Similarity-Dissimilarity Loss for Multi-label Supervised Contrastive Learning
It addresses a critical bottleneck in multi-label learning for applications like medical data analysis, though it appears incremental in extending contrastive learning to multi-label settings.
The paper tackles the challenge of defining multi-label relations and identifying positive samples in multi-label supervised contrastive learning by proposing a Similarity-Dissimilarity Loss, which outperforms baselines and achieves state-of-the-art performance on MIMIC-III-Full.
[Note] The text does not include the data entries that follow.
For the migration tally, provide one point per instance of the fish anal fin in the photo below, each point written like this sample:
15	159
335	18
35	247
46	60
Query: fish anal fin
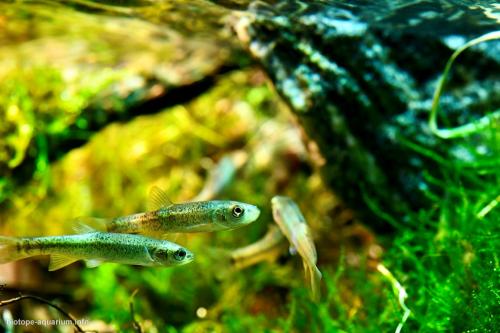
173	237
87	224
158	199
58	261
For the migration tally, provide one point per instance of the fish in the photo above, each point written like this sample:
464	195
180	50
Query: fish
166	217
95	247
292	223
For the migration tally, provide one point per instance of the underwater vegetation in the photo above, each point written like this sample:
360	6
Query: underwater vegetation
247	106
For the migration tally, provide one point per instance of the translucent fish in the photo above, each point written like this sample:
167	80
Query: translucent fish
292	223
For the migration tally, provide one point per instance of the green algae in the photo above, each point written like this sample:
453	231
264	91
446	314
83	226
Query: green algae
445	256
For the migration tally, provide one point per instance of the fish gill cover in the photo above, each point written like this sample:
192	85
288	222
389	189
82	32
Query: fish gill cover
325	102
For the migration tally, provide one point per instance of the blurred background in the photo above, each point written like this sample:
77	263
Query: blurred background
101	102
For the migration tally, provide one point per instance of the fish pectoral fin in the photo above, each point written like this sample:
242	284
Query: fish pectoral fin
58	261
149	259
158	199
92	263
87	224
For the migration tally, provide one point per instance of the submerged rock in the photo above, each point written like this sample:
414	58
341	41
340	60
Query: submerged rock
360	79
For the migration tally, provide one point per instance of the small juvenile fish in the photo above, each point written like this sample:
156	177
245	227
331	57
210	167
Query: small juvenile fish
166	217
292	223
268	248
95	247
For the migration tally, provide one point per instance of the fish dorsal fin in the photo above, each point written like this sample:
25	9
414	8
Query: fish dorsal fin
87	225
158	199
92	263
58	261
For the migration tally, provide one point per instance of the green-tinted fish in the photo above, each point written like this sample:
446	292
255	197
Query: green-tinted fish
267	248
95	247
166	217
292	223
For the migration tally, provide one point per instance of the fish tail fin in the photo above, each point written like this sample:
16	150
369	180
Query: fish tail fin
87	224
315	276
10	250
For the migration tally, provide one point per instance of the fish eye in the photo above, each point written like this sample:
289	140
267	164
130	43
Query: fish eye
238	211
180	254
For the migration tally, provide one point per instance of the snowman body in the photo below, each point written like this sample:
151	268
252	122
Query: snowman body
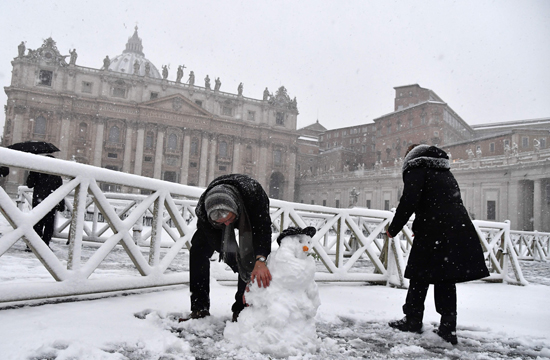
280	319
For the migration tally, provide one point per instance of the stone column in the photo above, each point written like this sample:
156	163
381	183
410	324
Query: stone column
184	175
158	152
18	122
537	204
204	159
212	159
262	164
140	143
126	164
98	146
291	173
515	213
65	135
236	166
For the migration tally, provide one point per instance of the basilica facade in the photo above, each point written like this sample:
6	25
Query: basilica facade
128	116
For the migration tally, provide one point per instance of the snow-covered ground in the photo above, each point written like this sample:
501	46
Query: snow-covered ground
495	321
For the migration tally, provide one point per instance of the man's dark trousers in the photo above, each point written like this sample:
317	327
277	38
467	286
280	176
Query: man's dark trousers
199	277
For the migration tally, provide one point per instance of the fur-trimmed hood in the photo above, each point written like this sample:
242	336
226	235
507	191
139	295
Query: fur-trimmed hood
426	156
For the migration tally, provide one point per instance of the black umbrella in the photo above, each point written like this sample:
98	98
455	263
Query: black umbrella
35	147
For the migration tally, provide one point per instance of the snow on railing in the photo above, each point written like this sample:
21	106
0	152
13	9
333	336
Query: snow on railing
531	245
351	244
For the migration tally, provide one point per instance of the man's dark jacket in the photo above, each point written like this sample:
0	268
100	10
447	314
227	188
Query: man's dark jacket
446	247
44	185
256	203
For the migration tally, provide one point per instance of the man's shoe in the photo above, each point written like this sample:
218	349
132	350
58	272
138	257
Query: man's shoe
407	324
449	337
235	316
447	329
196	314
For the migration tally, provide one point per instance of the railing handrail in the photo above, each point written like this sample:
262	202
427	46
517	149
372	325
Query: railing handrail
344	236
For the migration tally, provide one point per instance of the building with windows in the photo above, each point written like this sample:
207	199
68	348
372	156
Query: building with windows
503	169
128	116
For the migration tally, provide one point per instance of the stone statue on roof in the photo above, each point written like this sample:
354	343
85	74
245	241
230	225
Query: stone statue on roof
179	74
74	55
106	63
21	49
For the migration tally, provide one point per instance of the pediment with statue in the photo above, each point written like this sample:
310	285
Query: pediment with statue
177	103
47	53
282	100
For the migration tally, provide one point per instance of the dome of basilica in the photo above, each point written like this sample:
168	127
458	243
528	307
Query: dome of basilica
126	62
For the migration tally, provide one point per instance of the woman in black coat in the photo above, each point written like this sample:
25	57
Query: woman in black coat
446	248
230	202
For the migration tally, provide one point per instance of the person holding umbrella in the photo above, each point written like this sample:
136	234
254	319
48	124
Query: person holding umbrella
44	185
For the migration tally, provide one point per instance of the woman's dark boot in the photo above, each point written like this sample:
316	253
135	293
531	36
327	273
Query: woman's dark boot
408	323
447	329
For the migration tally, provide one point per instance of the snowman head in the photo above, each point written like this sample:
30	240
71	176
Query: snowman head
299	239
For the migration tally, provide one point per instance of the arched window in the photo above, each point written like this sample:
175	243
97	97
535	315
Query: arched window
277	157
149	140
172	142
222	150
248	154
40	125
194	147
114	134
83	131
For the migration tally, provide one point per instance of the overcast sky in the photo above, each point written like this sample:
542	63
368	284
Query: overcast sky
489	60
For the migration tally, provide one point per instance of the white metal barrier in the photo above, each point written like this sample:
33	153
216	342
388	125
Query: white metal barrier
346	239
531	245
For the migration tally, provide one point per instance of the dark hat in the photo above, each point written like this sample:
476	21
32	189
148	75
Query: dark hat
309	231
220	197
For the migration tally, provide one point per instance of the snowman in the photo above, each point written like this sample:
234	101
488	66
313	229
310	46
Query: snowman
280	319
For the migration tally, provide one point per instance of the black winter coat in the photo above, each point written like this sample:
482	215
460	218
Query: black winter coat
44	185
446	247
256	202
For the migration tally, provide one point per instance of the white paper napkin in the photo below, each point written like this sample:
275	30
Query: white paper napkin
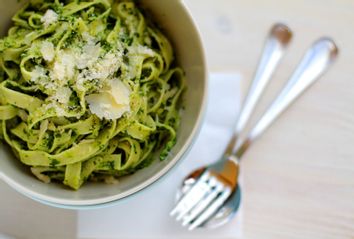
147	214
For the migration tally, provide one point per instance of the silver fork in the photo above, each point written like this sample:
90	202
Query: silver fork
276	43
217	183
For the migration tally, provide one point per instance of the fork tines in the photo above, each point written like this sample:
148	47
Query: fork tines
203	199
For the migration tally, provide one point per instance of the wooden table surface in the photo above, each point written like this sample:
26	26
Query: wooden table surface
299	177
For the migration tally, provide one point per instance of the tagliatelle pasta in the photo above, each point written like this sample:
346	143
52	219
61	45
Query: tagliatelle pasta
88	90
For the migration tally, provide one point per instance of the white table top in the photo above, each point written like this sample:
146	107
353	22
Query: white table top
299	177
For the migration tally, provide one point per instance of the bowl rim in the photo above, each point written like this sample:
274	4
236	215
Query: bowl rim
109	200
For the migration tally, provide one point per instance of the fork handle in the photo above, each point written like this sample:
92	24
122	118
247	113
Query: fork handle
313	65
275	45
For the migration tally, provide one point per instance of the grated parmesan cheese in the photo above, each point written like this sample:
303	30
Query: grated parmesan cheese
49	18
112	103
47	51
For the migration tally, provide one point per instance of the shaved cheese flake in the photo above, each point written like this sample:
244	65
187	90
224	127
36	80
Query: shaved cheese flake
47	51
112	103
49	18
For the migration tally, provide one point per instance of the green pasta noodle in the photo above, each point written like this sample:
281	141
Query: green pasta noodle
89	90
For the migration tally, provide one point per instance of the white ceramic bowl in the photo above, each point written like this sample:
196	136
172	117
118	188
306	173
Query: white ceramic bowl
176	22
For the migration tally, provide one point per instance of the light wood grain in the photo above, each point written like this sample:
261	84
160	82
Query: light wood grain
299	177
21	217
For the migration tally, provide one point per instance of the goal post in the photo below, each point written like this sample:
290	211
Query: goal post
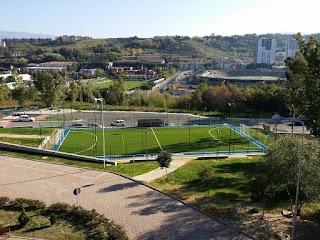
245	129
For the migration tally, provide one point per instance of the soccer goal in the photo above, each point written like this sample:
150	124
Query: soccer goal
245	129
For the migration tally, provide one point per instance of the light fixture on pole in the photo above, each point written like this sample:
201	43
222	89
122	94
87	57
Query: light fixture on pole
278	118
230	105
103	138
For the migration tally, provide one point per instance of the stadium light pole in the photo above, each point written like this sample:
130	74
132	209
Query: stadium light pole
147	145
278	118
230	105
103	139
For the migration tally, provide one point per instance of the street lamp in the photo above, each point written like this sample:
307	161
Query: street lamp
103	139
278	118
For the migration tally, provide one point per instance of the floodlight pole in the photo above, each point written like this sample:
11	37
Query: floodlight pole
278	118
103	138
230	105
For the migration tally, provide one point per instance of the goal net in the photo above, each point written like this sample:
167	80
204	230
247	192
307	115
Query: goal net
245	129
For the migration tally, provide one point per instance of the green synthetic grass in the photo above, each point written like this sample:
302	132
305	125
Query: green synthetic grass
27	131
130	141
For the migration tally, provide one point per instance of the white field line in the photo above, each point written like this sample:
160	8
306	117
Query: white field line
214	136
157	139
187	136
222	141
64	137
96	139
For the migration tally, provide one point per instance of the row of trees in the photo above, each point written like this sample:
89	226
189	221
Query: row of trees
52	89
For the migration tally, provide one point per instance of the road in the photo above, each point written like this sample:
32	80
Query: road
63	118
144	212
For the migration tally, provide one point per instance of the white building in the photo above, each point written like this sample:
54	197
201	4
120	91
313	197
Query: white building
266	52
292	47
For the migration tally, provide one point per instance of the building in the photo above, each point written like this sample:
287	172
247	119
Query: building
266	52
11	80
292	47
50	66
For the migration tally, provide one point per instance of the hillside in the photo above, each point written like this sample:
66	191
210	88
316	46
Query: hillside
8	34
96	52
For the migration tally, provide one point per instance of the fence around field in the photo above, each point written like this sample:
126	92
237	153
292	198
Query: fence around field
256	143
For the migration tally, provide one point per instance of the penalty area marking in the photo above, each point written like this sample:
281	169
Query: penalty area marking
96	139
156	139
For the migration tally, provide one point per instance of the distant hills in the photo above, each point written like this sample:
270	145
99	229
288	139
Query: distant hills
7	34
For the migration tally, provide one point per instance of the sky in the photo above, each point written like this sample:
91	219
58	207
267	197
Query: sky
149	18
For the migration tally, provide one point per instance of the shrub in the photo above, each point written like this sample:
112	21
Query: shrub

Supervised contrastive learning has achieved remarkable success by leveraging label information; however, determining positive samples in multi-label scenarios remains a critical challenge. In multi-label supervised contrastive learning (MSCL), multi-label relations are not yet fully defined, leading to ambiguity in identifying positive samples and formulating contrastive loss functions to construct the representation space. To address these challenges, we: (i) systematically formulate multi-label relations in MSCL, (ii) propose a novel Similarity-Dissimilarity Loss, which dynamically re-weights samples based on similarity and dissimilarity factors, (iii) further provide theoretical grounded proofs for our method through rigorous mathematical analysis that supports the formulation and effectiveness, and (iv) offer a unified form and paradigm for both single-label and multi-label supervised contrastive loss. We conduct experiments on both image and text modalities and further extend the evaluation to the medical domain. The results show that our method consistently outperforms baselines in comprehensive evaluations, demonstrating its effectiveness and robustness. Moreover, the proposed approach achieves state-of-the-art performance on MIMIC-III-Full.